Why Underestimation Matters for Retirees

Beattie maintains that it is important to estimate the investor’s planning horizon reasonably accurately because a mismatch will influence retirement spending and lifestyle decisions. If investors plan for too long a life span, they likely will live more frugally than necessary. But if they underestimate life expectancy by too much, they risk depleting their funds prematurely, Beattie says.

Underestimation can lead to excessively conservative investment portfolio allocations, according to Matthew Eickman, national retirement practice leader with Qualified Plan Advisors. “They become focused on the shorter term, which leads them to be more conservative from an investment perspective,” Eickman explains.

The result, says Eickman, is a loss of purchasing power relative to inflation. “What we have seen is that as life expectancies have become longer, without more counseling, retirement investors have not proactively adjusted their sights to recognize they need that type of equity exposure over the long run,” he says.

An accurate estimate also helps investors clarify their retirement goals and match their lifestyles to those goals more appropriately. Pfau has been part of a research effort to create a retirement style analysis. This work has identified time-horizon lifestyle preferences among retirees that he labels front-loading and back-loading.

“An investor with a front-loading preference will want to enjoy their retirement while they are alive and healthy, even if that means making cuts later,” Pfau says.

Retirees with a back-loading preference will worry more about outliving their money, Pfau says: “I’m willing to make cuts today to make sure that I don’t have to do anything drastic in the future. And I’m really worried that if I live to 95 I won’t have any money left.”

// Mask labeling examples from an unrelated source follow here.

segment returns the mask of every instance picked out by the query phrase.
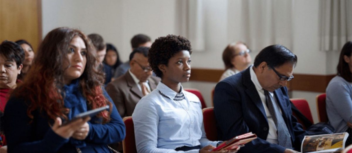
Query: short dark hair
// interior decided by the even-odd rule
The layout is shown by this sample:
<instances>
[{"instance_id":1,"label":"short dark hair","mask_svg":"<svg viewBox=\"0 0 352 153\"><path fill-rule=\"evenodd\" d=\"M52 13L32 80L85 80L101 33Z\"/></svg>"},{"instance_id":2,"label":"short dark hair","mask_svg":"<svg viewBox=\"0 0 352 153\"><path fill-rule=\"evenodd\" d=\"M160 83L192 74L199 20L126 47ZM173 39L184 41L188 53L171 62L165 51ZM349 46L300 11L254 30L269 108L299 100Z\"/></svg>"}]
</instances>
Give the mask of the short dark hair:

Improving and Using Life Expectancy Estimates

Beattie and Pfau suggest using online life span calculators to get more accurate projections. The Social Security Administration’s calculator provides a point estimate of additional life expectancy based on attained age, but Beattie and Pfau prefer the Society of Actuaries’ Longevity Illustrator. In addition to considering age and gender, this site allows the user or a couple to enter data about retirement age, smoking history and a self-assessment of general health.

The Longevity Illustrator’s output includes both individual and joint longevity percentile estimates for every fifth year of age in retirement (70, 75, etc.) and a distribution of life expectancies. Pfau says the user’s preference for front-loading or back-loading determines which percentile to focus on. If investors are worried about outliving their money—a back-loading preference—they will look more at the 10th percentile, which will be an older age. Those with a front-loading preference, who want to spend more now, will look at the 25th percentile, a younger life expectancy, says Pfau.

For example, consider a nonsmoking husband and wife in average health who both retired this year when they reached age 65. The Longevity Illustrator’s forecast of their joint life expectancy at the 25th percentile gives them a 22-year joint planning horizon, to age 87. The 10th percentile gives them a 26-year joint planning horizon, to age 91.

Pfau cautions couples not to misunderstand the estimates. “Something people don’t always recognize is if you have a couple, their joint longevity is longer than a single person,” he explains. “It’s kind of obvious when you think about it, but people don’t necessarily always realize that the probability of one person from a couple living to an age is higher for them jointly than just one person by themselves.”